In an unexpected discovery, researchers have discovered that cancer cells can exploit signals typically associated with low oxygen conditions—known as hypoxia—to promote tumor invasion and metastasis, even when oxygen levels are sufficient. This groundbreaking finding, led by a research team at UNIST, illuminates a previously unrecognized cellular circuit that enables melanoma cells to mimic hypoxic signals, thereby enhancing their metastatic potential. Importantly, the team demonstrated that disrupting this circuit could effectively suppress cancer spread.

Led by Professor Byoung Heon Kang in the Department of Biomedical Engineering at UNIST, the team identified a novel mechanism in melanoma cells where the protein HIF1α, a master regulator activated under low oxygen, is stabilized in normoxic (oxygen-rich) environments through the accumulation of mitochondrial reactive oxygen species (ROS). Rather than oxygen deficiency, it is ROS that triggers HIF1α, leading to increased tumor invasiveness.
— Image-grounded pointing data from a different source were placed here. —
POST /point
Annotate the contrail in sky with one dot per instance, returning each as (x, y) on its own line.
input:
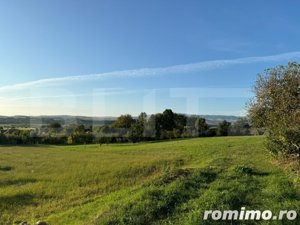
(148, 72)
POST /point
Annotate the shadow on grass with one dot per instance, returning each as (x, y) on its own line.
(19, 200)
(17, 182)
(6, 168)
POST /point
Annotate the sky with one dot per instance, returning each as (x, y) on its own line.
(112, 57)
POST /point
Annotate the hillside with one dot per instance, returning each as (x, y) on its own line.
(170, 182)
(34, 121)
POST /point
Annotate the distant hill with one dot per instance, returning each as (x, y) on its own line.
(62, 119)
(87, 121)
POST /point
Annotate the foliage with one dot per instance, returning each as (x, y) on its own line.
(276, 107)
(223, 128)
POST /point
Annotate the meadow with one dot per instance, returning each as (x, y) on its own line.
(170, 182)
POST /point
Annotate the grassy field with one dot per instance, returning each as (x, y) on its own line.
(170, 182)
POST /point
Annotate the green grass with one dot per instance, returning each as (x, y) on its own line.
(170, 182)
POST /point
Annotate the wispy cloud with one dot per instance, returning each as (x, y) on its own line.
(147, 72)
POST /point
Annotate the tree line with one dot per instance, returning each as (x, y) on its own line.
(160, 126)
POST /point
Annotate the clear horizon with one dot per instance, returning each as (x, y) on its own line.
(110, 58)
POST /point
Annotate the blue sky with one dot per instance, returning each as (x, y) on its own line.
(106, 58)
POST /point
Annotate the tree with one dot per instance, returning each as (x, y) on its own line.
(201, 127)
(276, 107)
(223, 128)
(123, 121)
(240, 127)
(54, 125)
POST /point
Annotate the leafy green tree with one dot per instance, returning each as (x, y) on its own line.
(223, 128)
(123, 121)
(276, 108)
(240, 127)
(201, 127)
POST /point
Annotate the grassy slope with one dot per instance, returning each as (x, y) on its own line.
(158, 183)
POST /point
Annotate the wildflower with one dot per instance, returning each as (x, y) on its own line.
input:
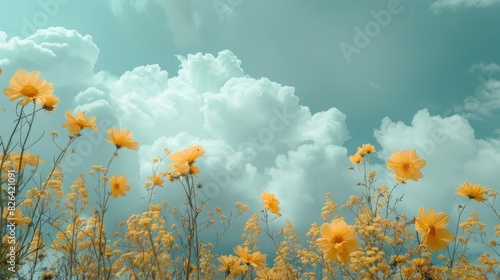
(121, 138)
(355, 158)
(338, 241)
(183, 161)
(118, 185)
(76, 124)
(475, 192)
(433, 226)
(20, 163)
(28, 86)
(48, 102)
(406, 165)
(48, 274)
(254, 259)
(16, 216)
(270, 202)
(232, 265)
(158, 181)
(267, 274)
(366, 149)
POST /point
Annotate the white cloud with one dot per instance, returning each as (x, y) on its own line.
(453, 154)
(63, 56)
(255, 131)
(440, 5)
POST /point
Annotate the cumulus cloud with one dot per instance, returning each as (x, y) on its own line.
(453, 154)
(63, 56)
(255, 131)
(440, 5)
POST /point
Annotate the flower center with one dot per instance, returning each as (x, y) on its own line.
(338, 239)
(432, 231)
(406, 166)
(29, 91)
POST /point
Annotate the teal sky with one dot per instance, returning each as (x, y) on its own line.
(433, 67)
(419, 60)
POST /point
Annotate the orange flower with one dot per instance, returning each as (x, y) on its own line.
(475, 192)
(232, 265)
(16, 159)
(158, 181)
(338, 241)
(254, 259)
(355, 158)
(270, 203)
(433, 226)
(76, 124)
(48, 102)
(16, 216)
(118, 185)
(183, 161)
(28, 86)
(406, 165)
(366, 149)
(121, 138)
(267, 274)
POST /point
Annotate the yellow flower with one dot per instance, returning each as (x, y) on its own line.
(48, 274)
(158, 181)
(254, 259)
(406, 165)
(433, 226)
(270, 202)
(121, 138)
(28, 86)
(183, 161)
(268, 274)
(118, 185)
(48, 102)
(16, 216)
(76, 124)
(32, 160)
(366, 149)
(355, 158)
(475, 192)
(338, 241)
(232, 265)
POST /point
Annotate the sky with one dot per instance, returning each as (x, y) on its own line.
(279, 93)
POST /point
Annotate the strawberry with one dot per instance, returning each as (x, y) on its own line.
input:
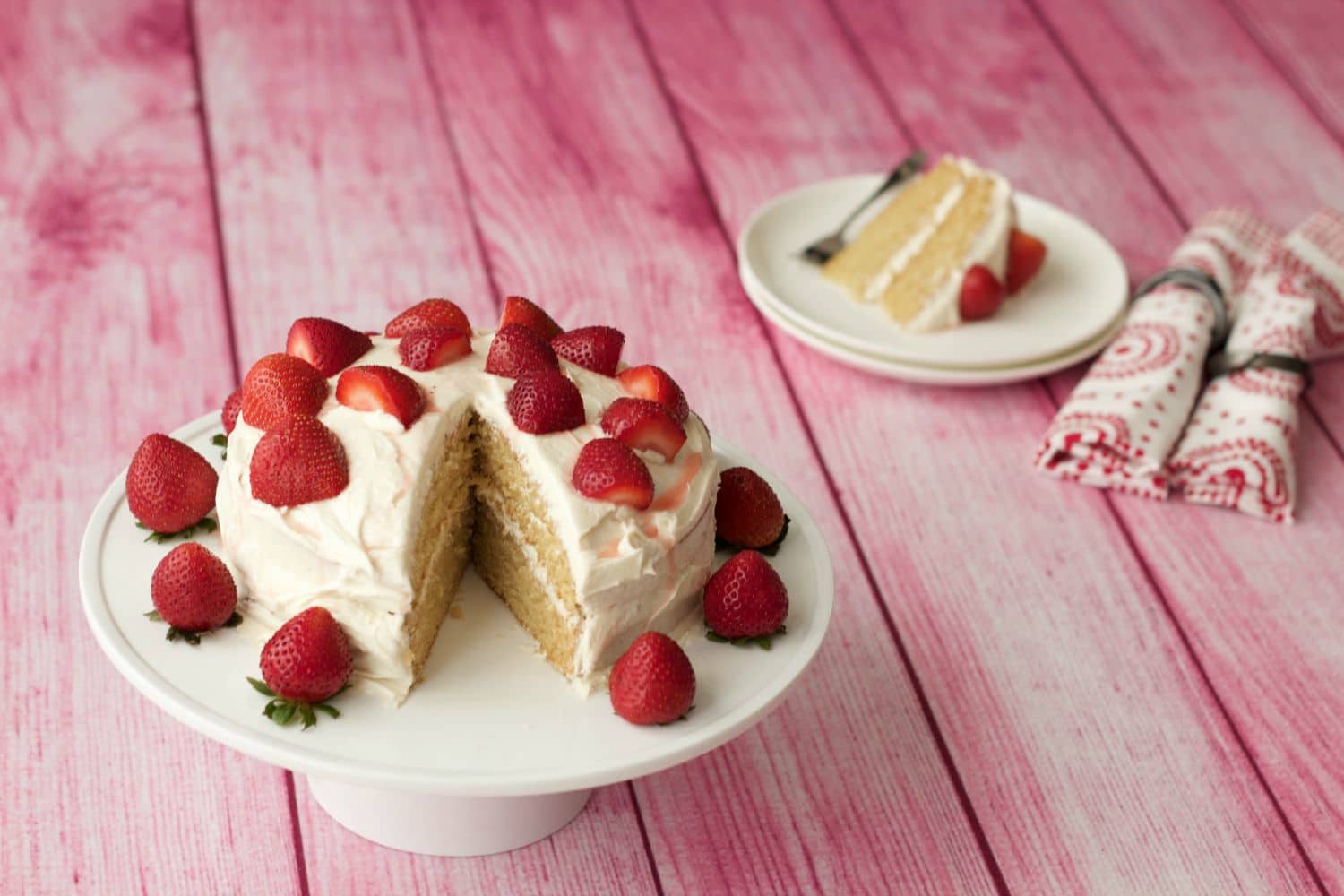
(193, 591)
(1026, 255)
(745, 600)
(280, 386)
(652, 683)
(169, 487)
(747, 512)
(593, 349)
(433, 347)
(644, 425)
(381, 389)
(297, 462)
(228, 416)
(545, 401)
(524, 314)
(981, 295)
(655, 384)
(516, 349)
(306, 662)
(607, 470)
(432, 312)
(325, 344)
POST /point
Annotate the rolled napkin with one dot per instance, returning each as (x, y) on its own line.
(1238, 450)
(1126, 414)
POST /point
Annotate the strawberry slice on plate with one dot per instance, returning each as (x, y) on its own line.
(374, 387)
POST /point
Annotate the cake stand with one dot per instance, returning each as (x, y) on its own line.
(494, 750)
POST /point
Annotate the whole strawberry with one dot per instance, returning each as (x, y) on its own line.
(306, 662)
(747, 512)
(745, 602)
(169, 487)
(193, 591)
(652, 683)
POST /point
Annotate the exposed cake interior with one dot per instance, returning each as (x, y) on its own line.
(910, 258)
(465, 487)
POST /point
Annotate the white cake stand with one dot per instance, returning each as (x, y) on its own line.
(494, 750)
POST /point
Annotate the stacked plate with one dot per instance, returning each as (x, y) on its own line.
(1067, 314)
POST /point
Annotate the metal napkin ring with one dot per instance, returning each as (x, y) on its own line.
(1202, 282)
(1220, 365)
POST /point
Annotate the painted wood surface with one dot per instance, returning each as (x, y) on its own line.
(1124, 702)
(113, 309)
(1070, 594)
(586, 201)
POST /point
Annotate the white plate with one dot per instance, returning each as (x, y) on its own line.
(1078, 295)
(491, 719)
(930, 375)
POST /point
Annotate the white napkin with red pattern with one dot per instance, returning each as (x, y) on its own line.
(1126, 414)
(1238, 449)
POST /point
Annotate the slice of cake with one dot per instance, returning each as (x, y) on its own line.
(911, 258)
(449, 463)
Crucially, the researchers uncovered that activating a mitochondrial protein called Cyclophilin D (CypD) can break this pseudohypoxic signaling loop. When CypD is activated, it opens a mitochondrial channel known as the permeability transition pore (mPTP), reducing ROS build-up inside the cell. This, in turn, restores the normal degradation of HIF1α, preventing the cancer cells from acquiring invasive properties.
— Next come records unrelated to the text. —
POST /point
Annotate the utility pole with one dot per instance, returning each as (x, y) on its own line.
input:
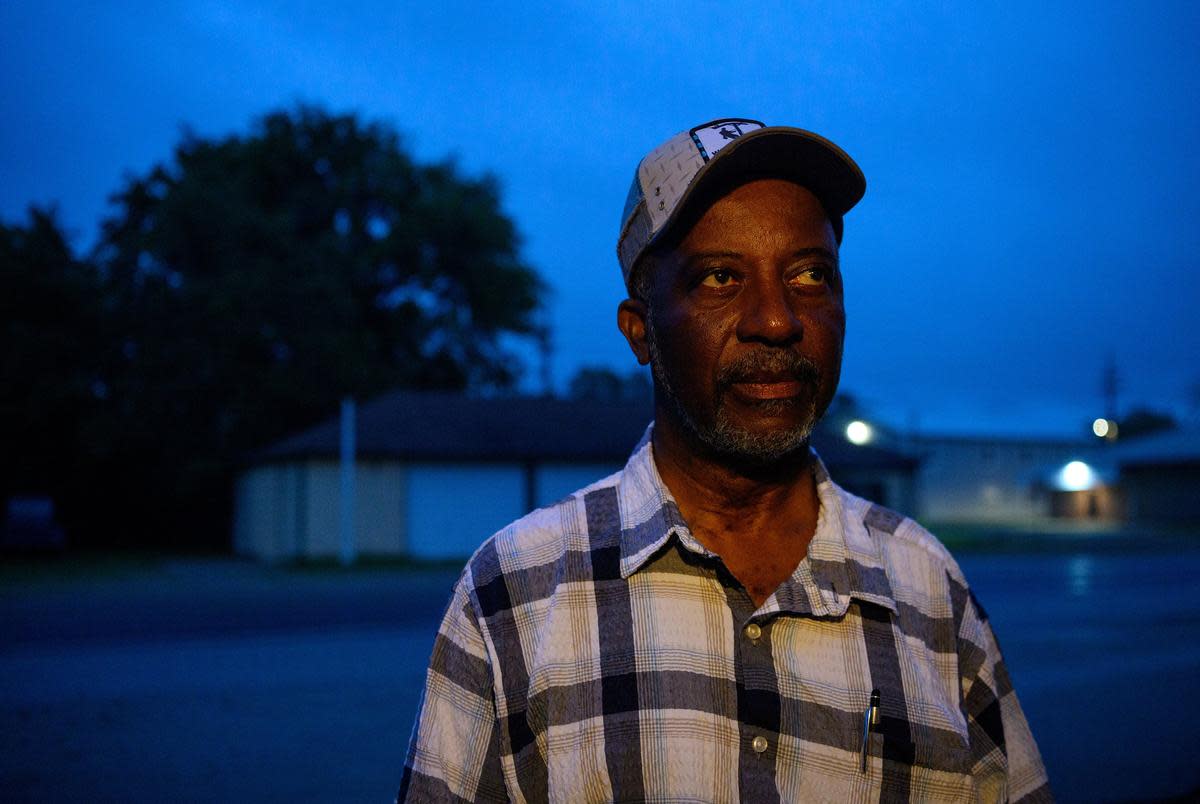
(1110, 383)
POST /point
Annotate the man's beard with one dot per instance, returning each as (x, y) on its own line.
(724, 437)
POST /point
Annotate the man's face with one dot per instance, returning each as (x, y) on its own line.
(745, 323)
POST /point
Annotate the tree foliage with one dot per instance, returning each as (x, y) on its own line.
(250, 282)
(49, 357)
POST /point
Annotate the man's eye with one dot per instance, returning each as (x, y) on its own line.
(814, 275)
(718, 279)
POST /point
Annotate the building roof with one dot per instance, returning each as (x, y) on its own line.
(450, 426)
(1170, 447)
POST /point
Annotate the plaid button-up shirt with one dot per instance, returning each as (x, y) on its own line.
(594, 651)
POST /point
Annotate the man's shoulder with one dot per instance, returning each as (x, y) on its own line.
(900, 538)
(529, 547)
In animal models, local delivery of a gene therapy vector to overexpress CypD in melanoma tissues significantly impeded metastasis to lymph nodes and lungs—the primary sites of melanoma spread. Notably, this intervention did not affect the size of the primary tumor, suggesting its potential as a targeted anti-metastatic therapy.

Professor Kang explains, “Melanoma’s accessibility on the skin makes it an excellent candidate for localized gene therapy. Our findings suggest that boosting CypD activity could serve as a powerful strategy to prevent metastasis, especially when combined with existing immunotherapies, potentially producing a synergistic effect.”
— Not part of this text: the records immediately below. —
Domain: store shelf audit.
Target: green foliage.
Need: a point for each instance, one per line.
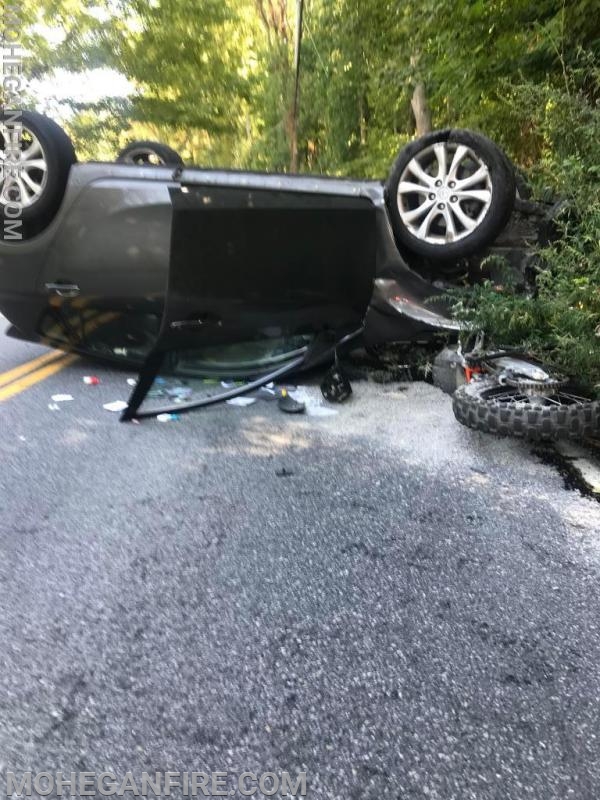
(215, 80)
(561, 321)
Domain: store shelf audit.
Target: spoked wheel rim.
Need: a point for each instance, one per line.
(23, 166)
(512, 395)
(144, 156)
(444, 193)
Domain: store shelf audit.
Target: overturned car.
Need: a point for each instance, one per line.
(216, 270)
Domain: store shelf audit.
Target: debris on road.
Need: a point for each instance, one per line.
(179, 393)
(291, 406)
(284, 473)
(116, 406)
(335, 386)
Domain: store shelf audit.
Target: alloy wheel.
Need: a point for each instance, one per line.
(444, 193)
(23, 166)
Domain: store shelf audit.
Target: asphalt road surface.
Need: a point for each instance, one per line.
(397, 606)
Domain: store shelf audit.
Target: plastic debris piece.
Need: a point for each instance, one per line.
(264, 393)
(231, 384)
(242, 402)
(284, 473)
(180, 393)
(289, 405)
(116, 405)
(321, 411)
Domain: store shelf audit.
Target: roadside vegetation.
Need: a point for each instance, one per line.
(215, 80)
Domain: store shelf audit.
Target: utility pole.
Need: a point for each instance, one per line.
(296, 107)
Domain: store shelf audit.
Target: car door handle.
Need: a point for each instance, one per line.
(63, 289)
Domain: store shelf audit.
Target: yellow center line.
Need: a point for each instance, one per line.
(40, 374)
(12, 374)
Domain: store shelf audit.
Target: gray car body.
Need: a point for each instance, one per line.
(113, 235)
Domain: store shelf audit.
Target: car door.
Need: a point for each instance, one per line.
(258, 272)
(105, 276)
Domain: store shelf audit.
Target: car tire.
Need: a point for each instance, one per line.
(449, 194)
(478, 406)
(149, 154)
(46, 156)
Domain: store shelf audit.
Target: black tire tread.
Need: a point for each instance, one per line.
(503, 177)
(541, 423)
(60, 156)
(167, 154)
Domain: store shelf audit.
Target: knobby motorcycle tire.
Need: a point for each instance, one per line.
(474, 406)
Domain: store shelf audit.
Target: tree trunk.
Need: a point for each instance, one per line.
(421, 110)
(296, 100)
He adds, “Targeting this mitochondrial circuit not only hinders tumor invasion but could also modulate the tumor’s blood vessel formation and immune environment, paving the way for novel, comprehensive anti-cancer treatments.”

This study was published in the online version of Signal Transduction and Targeted Therapy (Impact Factor = 52.7), a leading journal in cancer research, on July 24, 2025. The research was supported by the National Research Foundation of Korea (NRF) and the Ministry of Science and ICT (MSIT).

Journal Reference
Hye-Kyung Park, Sung Hu, So Yeon Kim, et al., “Pseudohypoxic stabilization of HIF1α via cyclophilin D suppression promotes melanoma metastasis,” (2025).